Michael Clouse, producteur : Je l’ai rencontré pour la première fois en Californie, à la fin des années 80. Je produisais un album de R&B, on préparait la demo quand un des musiciens du groupe m’a parlé de ce jeune guitariste génial qu’on pourrait peut-être engager pour l’occasion. Rien ne m’avait préparé à ce que j’allais voir ce soir-là : un jeune type maigre et chevelu, qui entre, s’assied, ne prononce pas deux mots et se met à jouer les trucs les plus incroyables que j’aie jamais entendus. Avec son blouson en cuir râpé, il avait l’air tout droit sorti du Lower East Side des années 70, une petite frappe du CBGB’s. Il avait un look à la Johnny Thunders. C’était un New-Yorkais avant même de connaître la ville.
Susan Feldman, responsable de la réhabilitation de l’église St Ann : En même temps, il avait des amis à Los Angeles : les membres du groupe Fishbone, par exemple. Mais il n’était tout simplement pas à sa place là-bas, entouré de gens qui n’avaient ni son talent ni son humour et qui en plus étaient jaloux. Un soir, alors que j’allais dîner avec John Cale qui vivait à LA à l’époque, nous sommes tombés sur Jeff par hasard sur Melrose Avenue. Il était aux anges de rencontrer John.
Nathan Larson, musicien et ami : La première fois que je l’ai rencontré, j’étais guitariste dans le groupe Shudder To Think. Jeff est venu nous voir jouer à Washington, il était très ivre, très gentil et très beau. Notre producteur Andy Wallace travaillait en même temps sur Grace et il m’a fait écouter Mojo pin : j’ai éclaté en sanglots, bouleversé. J’ai appelé immédiatement Jeff au studio, ce fut le début d’une intense amitié. Au début, je me suis dit bêtement qu’un type aussi beau ne pouvait pas avoir beaucoup de talent ! Il était très beau, trop presque, ça devenait un handicap à ce niveau-là ! Il ne désirait rien tant qu’être pris au sérieux, alors que des articles sur lui paraissaient dans des journaux pour midinettes. Il était classé dans les cent plus belles gueules au monde. Il était complètement taré, très attachant et très chaleureux. Dénué de toute prétention ou fausseté. Immanquablement, quand il le voulait, il monopolisait l’attention, il avait un magnétisme fou. Il pouvait charmer n’importe qui. Il parlait à tout le monde dans la rue : du SDF aux potes qu’il rencontrait par hasard. Ce n’était jamais forcé, c’était sa nature. Je ne savais pas toujours ce qui se passait dans sa tête, parfois je sentais qu’il y avait des sujets qu’il ne voulait pas aborder ; il se réfugiait alors dans un personnage et mettait de la distance entre lui et la situation. Il se servait souvent de son humour pour éviter les sujets délicats.

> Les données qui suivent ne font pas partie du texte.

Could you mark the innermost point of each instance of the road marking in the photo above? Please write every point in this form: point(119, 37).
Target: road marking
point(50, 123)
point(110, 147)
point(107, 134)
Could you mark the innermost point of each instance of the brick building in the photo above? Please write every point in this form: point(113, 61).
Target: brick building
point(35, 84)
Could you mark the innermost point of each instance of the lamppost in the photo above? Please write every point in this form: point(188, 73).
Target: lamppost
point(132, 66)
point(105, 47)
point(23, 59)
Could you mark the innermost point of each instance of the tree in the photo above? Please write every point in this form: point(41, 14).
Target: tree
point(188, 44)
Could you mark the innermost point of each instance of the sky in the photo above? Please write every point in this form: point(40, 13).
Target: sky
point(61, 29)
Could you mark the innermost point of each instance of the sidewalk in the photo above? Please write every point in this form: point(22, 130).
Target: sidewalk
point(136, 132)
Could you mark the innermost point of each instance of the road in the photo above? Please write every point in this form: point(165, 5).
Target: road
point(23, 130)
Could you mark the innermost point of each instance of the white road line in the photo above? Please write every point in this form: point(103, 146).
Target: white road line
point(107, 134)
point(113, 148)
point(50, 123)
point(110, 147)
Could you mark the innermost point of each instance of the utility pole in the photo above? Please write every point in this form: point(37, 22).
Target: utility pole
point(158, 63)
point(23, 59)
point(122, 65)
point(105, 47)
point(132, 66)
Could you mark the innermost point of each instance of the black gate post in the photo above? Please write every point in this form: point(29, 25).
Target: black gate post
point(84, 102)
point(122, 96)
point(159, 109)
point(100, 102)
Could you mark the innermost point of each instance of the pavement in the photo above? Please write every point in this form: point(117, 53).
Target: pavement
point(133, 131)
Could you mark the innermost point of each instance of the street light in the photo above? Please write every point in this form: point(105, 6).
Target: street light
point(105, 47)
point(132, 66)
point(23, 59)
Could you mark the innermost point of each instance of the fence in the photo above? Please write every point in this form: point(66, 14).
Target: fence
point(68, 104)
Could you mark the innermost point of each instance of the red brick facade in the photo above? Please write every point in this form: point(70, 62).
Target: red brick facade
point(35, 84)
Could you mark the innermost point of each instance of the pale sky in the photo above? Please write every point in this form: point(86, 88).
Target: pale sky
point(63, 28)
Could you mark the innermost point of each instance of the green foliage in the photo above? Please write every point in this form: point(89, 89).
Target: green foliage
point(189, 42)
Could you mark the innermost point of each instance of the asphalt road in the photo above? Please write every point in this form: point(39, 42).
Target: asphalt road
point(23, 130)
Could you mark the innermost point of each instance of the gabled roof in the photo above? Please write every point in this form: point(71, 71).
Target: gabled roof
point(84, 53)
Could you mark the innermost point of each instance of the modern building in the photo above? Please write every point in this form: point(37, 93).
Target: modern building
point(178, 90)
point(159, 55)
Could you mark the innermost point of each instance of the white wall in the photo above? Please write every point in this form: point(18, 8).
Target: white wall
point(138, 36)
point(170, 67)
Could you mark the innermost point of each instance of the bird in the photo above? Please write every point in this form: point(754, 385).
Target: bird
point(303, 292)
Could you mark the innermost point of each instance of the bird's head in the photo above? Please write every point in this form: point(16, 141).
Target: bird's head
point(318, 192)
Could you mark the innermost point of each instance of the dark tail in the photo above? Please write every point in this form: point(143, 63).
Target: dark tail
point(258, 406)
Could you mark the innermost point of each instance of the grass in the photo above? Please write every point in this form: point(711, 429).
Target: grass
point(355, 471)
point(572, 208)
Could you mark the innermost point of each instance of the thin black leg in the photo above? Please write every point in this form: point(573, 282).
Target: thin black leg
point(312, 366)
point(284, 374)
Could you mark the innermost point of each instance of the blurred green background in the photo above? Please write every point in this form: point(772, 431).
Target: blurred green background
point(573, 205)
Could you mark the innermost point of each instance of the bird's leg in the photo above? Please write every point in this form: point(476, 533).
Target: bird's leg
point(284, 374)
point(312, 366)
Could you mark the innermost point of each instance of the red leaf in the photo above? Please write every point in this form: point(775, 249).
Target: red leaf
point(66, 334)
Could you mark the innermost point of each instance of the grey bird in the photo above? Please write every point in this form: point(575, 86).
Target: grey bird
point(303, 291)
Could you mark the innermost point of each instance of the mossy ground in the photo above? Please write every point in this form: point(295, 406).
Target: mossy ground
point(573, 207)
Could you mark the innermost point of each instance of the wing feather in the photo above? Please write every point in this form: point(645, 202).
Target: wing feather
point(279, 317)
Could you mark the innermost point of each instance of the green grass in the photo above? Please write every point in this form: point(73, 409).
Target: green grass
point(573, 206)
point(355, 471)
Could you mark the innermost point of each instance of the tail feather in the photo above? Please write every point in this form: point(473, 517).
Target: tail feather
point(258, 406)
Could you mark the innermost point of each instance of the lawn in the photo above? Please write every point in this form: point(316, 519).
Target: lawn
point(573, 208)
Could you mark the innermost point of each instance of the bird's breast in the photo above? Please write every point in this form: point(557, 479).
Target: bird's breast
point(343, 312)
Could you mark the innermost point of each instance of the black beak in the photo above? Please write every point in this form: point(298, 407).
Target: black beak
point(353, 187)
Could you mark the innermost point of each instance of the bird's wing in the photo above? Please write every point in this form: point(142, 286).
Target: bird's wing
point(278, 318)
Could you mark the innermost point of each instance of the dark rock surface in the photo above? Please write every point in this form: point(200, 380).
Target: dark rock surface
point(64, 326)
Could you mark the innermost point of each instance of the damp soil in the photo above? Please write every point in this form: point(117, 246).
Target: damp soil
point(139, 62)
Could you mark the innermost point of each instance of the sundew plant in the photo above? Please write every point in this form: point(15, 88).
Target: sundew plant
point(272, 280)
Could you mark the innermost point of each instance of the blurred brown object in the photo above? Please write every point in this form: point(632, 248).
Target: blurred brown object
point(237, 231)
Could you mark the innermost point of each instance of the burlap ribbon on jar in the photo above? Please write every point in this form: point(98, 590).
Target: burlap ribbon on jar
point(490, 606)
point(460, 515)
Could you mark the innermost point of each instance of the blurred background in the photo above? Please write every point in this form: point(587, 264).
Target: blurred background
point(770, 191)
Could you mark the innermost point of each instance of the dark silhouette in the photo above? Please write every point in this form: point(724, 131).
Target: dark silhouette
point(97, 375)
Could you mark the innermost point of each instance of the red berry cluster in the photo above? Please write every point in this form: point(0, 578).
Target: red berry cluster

A-t-il toujours été un musicien impressionnant ?
Brenda Kahn : En concert, sa voix était absolument merveilleuse, mais combinée à son physique d’ange, c’était ahurissant, vraiment renversant. Il avait du style et de l’allure. Le chant lui permettait de communiquer de manière plus directe que la parole. La musique, c’était tout pour lui. Ses textes et sa manière de les interpréter étaient une question de vie ou de mort. Ce qui n’a pas que des avantages. Il en a souffert. Il a consacré toute sa vie à la recherche de la perfection.
Michael Clouse : Jeff avait du mal à exprimer ses sentiments et la musique lui facilitait la tâche. C’était un gars très introverti et timide à l’époque de Los Angeles. Il ne gardait pas un très bon souvenir de ses années de lycée. Il y était déjà un paria. Et quand il s’est installé en Californie, il s’est entouré de musiciens qui lui disaient qu’il n’était pas spécialement talentueux et qui alimentaient son côté négatif. Ce n’est que lorsqu’il a laissé ces gens-là derrière lui qu’il s’est ouvert. Il devait quitter Los Angeles. Comme j’avais habité à Manhattan avant de m’installer à Los Angeles, il me mitraillait de questions. Il fallait qu’il vienne à New York, c’était sa mecque. Je me souviens qu’un soir, dans mon studio, alors qu’on bossait sur des demos, je lui ai demandé où il désirait être dans cinq ans. Il répondit qu’il voulait réaliser un disque qui ferait oublier Led Zeppelin two l’un de ses albums préférés. Il était très ambitieux et cherchait son chemin. Et il avait tout ce qu’il fallait pour réussir. Ça sautait aux yeux. La seule personne qui ne voulait pas que Jeff réussisse, c’était Jeff.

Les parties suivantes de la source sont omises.